The egg shape was the cerebral sac of a live infant, born head first. It arrived as a miniature version of the parent, except for its rudimentary tentacles. It wriggled completely free of the pouch in a couple more minutes, took a first, rippling breath, then slithered down the adult’s body to a haven under the canopy of tentacles. Birdie caught a last glimpse of pale orange, then saw nothing for another few minutes. But soon the beak and mouth appeared from between the bases of two of the parent’s tentacles. There was a faint whistling sound. Fragments of food selected from the containers in the center of the chamber were fed in by the parent to the complaining offspring.

From the reaction of the young Zardalu, that was not what they wanted. Within another few minutes they were pushing farther out, biting hungrily with their sharp-edged beaks at the parent’s flesh.

And meanwhile, a second pouch on the necklace was steadily beginning to swell…

“I’m afraid they won’t settle for that for very long,” Graves said. “It’s meat they want.”

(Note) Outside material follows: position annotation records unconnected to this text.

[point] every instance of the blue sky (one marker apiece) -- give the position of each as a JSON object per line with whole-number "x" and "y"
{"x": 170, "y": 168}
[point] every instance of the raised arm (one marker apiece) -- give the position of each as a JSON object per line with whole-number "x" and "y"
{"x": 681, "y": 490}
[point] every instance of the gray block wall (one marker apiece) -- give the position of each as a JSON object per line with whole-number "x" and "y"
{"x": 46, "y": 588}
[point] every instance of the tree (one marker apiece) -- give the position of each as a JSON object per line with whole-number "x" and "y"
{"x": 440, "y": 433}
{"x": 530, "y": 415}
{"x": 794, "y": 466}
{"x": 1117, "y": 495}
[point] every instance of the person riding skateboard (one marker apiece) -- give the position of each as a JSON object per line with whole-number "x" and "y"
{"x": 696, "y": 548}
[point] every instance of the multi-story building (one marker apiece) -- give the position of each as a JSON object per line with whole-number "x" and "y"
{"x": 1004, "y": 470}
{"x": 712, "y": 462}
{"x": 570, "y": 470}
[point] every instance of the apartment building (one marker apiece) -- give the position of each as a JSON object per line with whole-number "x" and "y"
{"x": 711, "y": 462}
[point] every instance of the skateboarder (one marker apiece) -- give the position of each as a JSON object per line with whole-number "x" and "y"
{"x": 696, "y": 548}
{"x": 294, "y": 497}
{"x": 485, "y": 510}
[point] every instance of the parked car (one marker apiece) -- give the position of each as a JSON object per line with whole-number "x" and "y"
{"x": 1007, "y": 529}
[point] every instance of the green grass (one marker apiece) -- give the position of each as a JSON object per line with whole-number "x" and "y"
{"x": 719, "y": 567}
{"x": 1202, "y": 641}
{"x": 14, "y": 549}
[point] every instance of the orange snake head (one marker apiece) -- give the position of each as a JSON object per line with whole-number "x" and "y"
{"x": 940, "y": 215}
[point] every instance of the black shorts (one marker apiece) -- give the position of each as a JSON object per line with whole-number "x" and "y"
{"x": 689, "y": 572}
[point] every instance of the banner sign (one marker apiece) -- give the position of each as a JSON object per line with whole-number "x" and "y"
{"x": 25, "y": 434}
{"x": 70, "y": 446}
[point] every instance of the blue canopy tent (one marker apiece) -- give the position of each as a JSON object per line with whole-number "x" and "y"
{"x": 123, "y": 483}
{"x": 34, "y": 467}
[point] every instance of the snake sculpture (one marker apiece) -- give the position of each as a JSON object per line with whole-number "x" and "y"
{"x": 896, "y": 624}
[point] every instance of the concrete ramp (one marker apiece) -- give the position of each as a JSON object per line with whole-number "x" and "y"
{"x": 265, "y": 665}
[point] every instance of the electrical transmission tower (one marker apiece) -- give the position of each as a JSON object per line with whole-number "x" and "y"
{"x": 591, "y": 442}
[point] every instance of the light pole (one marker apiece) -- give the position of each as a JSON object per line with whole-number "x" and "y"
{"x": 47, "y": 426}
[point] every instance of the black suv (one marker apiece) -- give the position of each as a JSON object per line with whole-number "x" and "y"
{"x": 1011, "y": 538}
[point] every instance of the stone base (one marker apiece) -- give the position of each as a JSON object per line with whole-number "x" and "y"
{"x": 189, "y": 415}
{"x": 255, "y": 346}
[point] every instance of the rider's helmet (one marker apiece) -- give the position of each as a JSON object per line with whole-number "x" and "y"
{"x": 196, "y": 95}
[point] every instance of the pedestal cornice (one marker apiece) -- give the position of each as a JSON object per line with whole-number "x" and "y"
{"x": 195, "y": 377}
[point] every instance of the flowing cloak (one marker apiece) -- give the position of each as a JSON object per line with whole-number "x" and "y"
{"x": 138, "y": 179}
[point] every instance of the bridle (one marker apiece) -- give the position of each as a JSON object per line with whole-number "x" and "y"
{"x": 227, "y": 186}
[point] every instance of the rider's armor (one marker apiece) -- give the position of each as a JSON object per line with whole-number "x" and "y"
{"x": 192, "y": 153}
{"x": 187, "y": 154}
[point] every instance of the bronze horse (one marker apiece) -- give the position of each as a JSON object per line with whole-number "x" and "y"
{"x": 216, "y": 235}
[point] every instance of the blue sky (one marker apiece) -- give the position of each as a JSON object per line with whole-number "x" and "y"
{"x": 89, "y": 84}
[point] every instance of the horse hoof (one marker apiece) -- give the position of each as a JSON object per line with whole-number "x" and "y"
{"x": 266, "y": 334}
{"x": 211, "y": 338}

“Kallik said that they can survive on other food — if they have to.” Birdie hoped he sounded more optimistic than he felt.

Graves nodded. “But they don’t see any reason why they should. We have to change that, if we can.” He began to ease his way quietly over to Kallik. The site of the Hymenopt’s lost limb had already sealed, and the bud of new growth was peeping through.

“We’ve been waiting for over five hours now,” Graves said as soon as he was close enough for her to hear his whisper. “How long before they do something new?”

As he spoke, Graves saw Birdie Kelly’s reproachful look. For the past few hours there had been unspoken agreement that they would not rely on the Hymenopt for anything. Graves shrugged in reply. What other options did they have? They could not understand the Zardalu, even if their captors were willing to talk to them.

Kallik whistled softly to J’merlia, then said. “I do not know. They are not discussing their plans in my hearing. However, I see new signs of impatience. There are already more young ones than mature Zardalu, and they are under pressure to find a more suitable habitat. They wish to leave this place.”